De plus, le recours à des opérateurs privés à but lucratif soit par des appels d’offre soit par des délégations de service public est une manière de compenser le désengagement financier de l’État sur des collectivités territoriales exsangues de plus en plus chargées de compétences en matière sociale et de formation. En ce sens, partout en France, les budgets des services sociaux servent de variable d’ajustement. En outre, l’achat de prestations par les pouvoirs publics nécessite un mandat administratif fixant a priori les conditions des missions enjointes, ce qui met à mal le rôle de détection de besoins et d’innovation historiquement tenu par les associations reléguées à de simples prestataires de service.

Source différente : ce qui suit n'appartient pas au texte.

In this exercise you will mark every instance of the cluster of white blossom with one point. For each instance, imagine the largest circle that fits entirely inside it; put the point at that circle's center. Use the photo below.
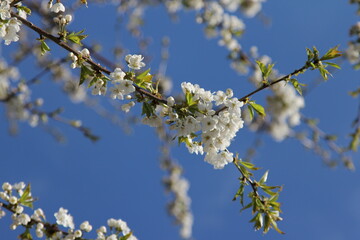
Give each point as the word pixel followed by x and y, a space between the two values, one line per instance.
pixel 283 106
pixel 203 129
pixel 9 26
pixel 58 7
pixel 180 207
pixel 217 21
pixel 13 197
pixel 213 14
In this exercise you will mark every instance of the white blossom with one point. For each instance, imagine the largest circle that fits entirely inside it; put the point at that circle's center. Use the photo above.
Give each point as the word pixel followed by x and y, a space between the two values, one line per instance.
pixel 135 61
pixel 64 219
pixel 57 7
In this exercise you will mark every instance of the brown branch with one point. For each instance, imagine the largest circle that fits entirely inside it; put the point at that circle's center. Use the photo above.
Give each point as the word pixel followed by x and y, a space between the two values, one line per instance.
pixel 94 65
pixel 264 86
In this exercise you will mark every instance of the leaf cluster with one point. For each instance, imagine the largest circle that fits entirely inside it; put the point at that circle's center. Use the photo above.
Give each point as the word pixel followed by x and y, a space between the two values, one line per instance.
pixel 265 207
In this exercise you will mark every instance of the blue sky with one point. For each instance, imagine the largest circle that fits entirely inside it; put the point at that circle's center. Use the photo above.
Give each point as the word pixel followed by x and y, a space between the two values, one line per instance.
pixel 119 176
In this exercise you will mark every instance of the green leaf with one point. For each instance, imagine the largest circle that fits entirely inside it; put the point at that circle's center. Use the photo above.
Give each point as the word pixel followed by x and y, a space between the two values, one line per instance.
pixel 355 93
pixel 264 177
pixel 189 99
pixel 324 73
pixel 251 111
pixel 355 140
pixel 44 47
pixel 310 54
pixel 143 74
pixel 240 193
pixel 26 198
pixel 265 70
pixel 148 109
pixel 246 207
pixel 26 235
pixel 258 108
pixel 274 224
pixel 297 85
pixel 332 53
pixel 25 9
pixel 248 165
pixel 76 37
pixel 333 65
pixel 84 73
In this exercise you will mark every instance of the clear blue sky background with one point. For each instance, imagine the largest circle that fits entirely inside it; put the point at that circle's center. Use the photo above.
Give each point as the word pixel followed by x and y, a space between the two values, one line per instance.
pixel 119 176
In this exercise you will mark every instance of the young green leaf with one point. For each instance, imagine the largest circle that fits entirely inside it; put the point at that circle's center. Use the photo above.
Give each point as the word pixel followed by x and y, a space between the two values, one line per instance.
pixel 26 198
pixel 76 37
pixel 251 111
pixel 84 73
pixel 332 53
pixel 258 108
pixel 44 47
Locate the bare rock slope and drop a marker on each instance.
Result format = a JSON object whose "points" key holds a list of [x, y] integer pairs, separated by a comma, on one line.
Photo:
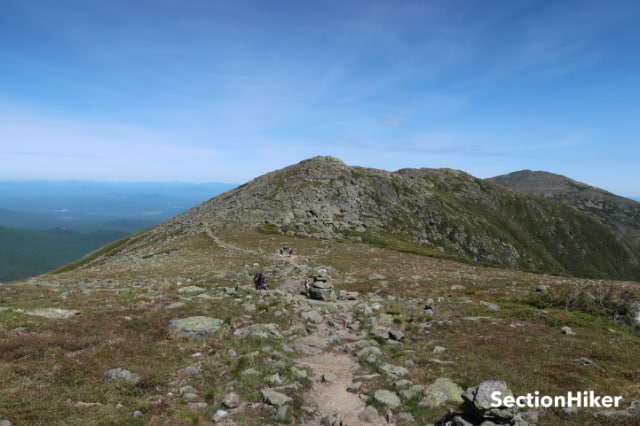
{"points": [[440, 212]]}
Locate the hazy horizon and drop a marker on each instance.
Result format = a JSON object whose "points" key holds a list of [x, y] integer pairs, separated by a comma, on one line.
{"points": [[226, 91]]}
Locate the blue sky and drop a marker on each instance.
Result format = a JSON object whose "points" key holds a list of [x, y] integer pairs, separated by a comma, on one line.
{"points": [[224, 91]]}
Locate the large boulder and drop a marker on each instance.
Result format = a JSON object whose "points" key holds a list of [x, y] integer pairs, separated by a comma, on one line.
{"points": [[263, 331], [480, 404], [442, 391], [198, 326], [322, 290]]}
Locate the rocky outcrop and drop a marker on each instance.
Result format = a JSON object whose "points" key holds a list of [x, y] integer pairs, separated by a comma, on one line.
{"points": [[621, 215], [422, 210]]}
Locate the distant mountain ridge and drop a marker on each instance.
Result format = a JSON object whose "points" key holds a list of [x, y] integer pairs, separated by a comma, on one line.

La sélection des publics les plus rentables ainsi que le désengagement des financements publics secrètent, en outre, le développement du bénévolat caritatif certes utile mais à condition de ne pas se substituer au savoir faire des travailleurs sociaux.

Malgré les adresses faites aux candidats par plusieurs associations, le silence sur les services sociaux dans la campagne présidentielle procède encore d’autres raisons: très peu souvent nommés en tant que tels, ces derniers sont amalgamés dans le grand ensemble des services publics, fondus dans les services d’intérêt économique général où ils ont été indûment classés par le droit communautaire tandis que leurs ayants droit sont réifiés («chosifiés») dans diverses catégories génériques (les chômeurs, les jeunes délinquants, etc…). En outre, l’action sociale, thématique électoralement peu porteuse, est malencontreusement confondue avec l’assistanat, là où il s’agit de solidarité nationale et avec le laxisme, quand il est nécessaire de fournir une aide compréhensive et une protection spécialisée à des personnes, familles et groupes en difficulté.

Les rares fois où il est invoqué, l’espoir mis dans les services sociaux se limite au soutien de l’économie sociale et solidaire, tiers secteur constituant, certes, une avancée mais qui reste confiné dans les logiques des marchés et de la concurrence. Or, de par leur histoire, leur nature et leur mission, les services sociaux sont des services non économiques d’intérêt général malheureusement non encore officiellement reconnus comme tels par la doxa libérale et le droit communautaire qui les assimile à des entreprises.

L’absence d’évocation des services sociaux dans la campagne électorale actuelle résulte donc d’une méconnaissance, d’une sous-évaluation de leur importance quantitative et qualitative, d’une image déformée, d’une ambition limitée, autant d’éléments qui contribuent à nuire aux bénéficiaires et à entretenir l’insécurité des professionnels. Cet oubli est d’autant plus incompréhensible et inadmissible que la France est une République indivisible, laïque, démocratique et sociale,valeur gravée dans le marbre de l’article premier de la Constitution du 4 octobre 1958.